Another teaching from Joel Goodman: Look for humor and humor will find you. So true. These are heavy times, but humor is still out there and it’s everywhere! For example, I go to LifeTime Fitness, where there is senior parking closest to the building. Every time I drive into the parking lot a laugh is just waiting for me. I think “Hmmm…designated parking closest to the building, so I don’t have to walk as far to go into the building where I will be exercising!” Makes me laugh every time!

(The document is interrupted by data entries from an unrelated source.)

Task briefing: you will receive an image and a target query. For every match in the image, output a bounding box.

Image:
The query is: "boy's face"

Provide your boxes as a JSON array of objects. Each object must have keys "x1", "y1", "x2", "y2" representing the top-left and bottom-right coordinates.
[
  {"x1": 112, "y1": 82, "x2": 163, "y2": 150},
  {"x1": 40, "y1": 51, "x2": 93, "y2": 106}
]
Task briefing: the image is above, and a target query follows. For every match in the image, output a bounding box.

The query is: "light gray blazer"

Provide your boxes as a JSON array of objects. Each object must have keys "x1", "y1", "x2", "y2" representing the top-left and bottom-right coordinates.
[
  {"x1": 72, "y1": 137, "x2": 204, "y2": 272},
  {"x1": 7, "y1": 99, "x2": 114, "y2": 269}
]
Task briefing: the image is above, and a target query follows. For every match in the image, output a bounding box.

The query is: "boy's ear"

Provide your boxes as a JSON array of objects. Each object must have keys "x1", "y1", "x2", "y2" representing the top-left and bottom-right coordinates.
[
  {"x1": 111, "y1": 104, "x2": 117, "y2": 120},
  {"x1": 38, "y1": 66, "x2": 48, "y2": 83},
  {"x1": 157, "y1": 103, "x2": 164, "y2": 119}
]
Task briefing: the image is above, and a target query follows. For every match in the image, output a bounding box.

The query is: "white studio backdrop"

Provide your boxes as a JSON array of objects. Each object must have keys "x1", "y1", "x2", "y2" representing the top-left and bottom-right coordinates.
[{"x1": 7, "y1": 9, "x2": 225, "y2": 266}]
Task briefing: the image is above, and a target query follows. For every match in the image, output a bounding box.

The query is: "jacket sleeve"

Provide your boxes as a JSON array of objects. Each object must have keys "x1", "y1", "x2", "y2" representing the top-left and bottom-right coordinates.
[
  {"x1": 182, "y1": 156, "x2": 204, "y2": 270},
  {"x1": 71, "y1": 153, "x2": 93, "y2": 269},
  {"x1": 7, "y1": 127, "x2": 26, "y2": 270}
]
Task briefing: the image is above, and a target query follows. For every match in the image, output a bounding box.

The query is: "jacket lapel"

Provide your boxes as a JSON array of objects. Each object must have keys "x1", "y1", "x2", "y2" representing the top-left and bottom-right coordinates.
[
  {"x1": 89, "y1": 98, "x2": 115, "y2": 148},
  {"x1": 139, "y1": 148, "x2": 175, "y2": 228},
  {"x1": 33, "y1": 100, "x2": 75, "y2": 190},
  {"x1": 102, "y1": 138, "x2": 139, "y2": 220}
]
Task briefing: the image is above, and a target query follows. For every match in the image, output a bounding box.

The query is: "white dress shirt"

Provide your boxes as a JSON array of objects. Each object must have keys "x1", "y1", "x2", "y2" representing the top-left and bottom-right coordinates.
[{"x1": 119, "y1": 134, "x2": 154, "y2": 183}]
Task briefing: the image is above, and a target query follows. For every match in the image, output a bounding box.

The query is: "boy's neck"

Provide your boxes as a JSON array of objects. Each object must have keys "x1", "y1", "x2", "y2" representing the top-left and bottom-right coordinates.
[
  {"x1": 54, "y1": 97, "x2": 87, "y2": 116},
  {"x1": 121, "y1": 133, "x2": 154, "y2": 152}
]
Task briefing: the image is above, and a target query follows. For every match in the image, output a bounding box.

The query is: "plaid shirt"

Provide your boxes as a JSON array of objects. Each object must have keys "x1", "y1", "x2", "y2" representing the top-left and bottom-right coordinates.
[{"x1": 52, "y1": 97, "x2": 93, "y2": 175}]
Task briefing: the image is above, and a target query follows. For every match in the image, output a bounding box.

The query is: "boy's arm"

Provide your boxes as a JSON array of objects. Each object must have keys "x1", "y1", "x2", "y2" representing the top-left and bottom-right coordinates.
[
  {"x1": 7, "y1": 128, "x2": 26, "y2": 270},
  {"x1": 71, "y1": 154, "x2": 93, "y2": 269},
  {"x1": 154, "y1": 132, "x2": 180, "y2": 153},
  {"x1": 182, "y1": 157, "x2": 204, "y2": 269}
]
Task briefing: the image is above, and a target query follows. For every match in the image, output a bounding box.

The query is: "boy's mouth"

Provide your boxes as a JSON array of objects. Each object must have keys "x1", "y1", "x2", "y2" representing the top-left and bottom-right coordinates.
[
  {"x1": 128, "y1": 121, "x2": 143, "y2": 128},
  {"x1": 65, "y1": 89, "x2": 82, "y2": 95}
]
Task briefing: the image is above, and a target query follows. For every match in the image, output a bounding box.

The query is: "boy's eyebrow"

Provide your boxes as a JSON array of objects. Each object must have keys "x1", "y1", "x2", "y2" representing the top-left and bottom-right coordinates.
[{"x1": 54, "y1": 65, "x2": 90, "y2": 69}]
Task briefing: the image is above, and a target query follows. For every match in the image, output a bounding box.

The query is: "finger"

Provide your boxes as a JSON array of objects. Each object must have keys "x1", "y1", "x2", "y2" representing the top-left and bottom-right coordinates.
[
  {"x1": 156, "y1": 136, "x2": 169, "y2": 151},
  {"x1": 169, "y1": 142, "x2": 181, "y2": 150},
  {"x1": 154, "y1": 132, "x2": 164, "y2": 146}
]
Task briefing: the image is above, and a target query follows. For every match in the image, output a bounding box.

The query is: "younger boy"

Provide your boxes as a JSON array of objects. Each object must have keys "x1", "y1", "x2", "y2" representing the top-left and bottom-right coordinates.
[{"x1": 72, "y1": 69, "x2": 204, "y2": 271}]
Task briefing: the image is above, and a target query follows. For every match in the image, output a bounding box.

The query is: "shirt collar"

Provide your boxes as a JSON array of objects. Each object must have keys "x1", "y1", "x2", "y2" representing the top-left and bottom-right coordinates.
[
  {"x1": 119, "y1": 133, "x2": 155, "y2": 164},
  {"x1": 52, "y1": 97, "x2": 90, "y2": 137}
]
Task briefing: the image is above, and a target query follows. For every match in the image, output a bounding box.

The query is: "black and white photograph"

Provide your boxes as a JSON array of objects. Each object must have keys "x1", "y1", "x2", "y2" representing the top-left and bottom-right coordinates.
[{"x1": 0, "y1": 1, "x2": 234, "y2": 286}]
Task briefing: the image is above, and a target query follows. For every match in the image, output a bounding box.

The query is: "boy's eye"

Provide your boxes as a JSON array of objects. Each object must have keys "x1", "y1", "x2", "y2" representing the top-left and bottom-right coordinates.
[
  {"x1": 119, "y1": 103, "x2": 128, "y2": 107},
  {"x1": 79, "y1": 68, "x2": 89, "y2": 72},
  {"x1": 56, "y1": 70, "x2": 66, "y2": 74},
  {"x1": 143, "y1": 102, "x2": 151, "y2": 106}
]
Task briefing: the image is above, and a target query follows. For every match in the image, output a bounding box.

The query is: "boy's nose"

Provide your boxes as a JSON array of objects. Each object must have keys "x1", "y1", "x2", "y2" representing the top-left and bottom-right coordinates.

Whatever makes you laugh, make a daily date with it! Your favorite sitcom? Be intentional about watching it! Favorite comedian, be intentional about watching them! Connect with that person who makes you laugh. Be intentional about making others laugh. So many of us want to say, “Oh, I’m not funny. I can’t tell jokes”. It’s not about any of that. We’re all hilarious just being us! I’ve learned to have a really good time with myself. I thought about this the other day as I caught myself putting my car fob into the refrigerator.
Again we hear our neurotic and fearful ego saying, “how can you laugh today? There’s so much serious, heavy, terrible stuff happening! Tom Mullen in his book, “Laughing Out Loud And Other Religous Experiences” wrote, “Laughter is an act of faith. A belief in a God who can be trusted”. So true! Remember the messages from the other side are never “Oh my God! This is serious! What in the world are you going to do?” No. The messages are always about peace, and some form of “All is well. It’s going to be OK.”
Be serious about humor. Oscar Wilde said, “Life is too important to be taken seriously”. We’re here to do important things like learning about love and contributing to the Whole. I don’t know a more universal way to do that than to share laughter.
When we laugh we have direct experience of the Divine, and we’re reminded that God is joy.
I remember now!
Pastor Tim Tengblad
timtengblad@comcast.net
P.S. Seriously. Go ahead and try that YouTube bloopers idea.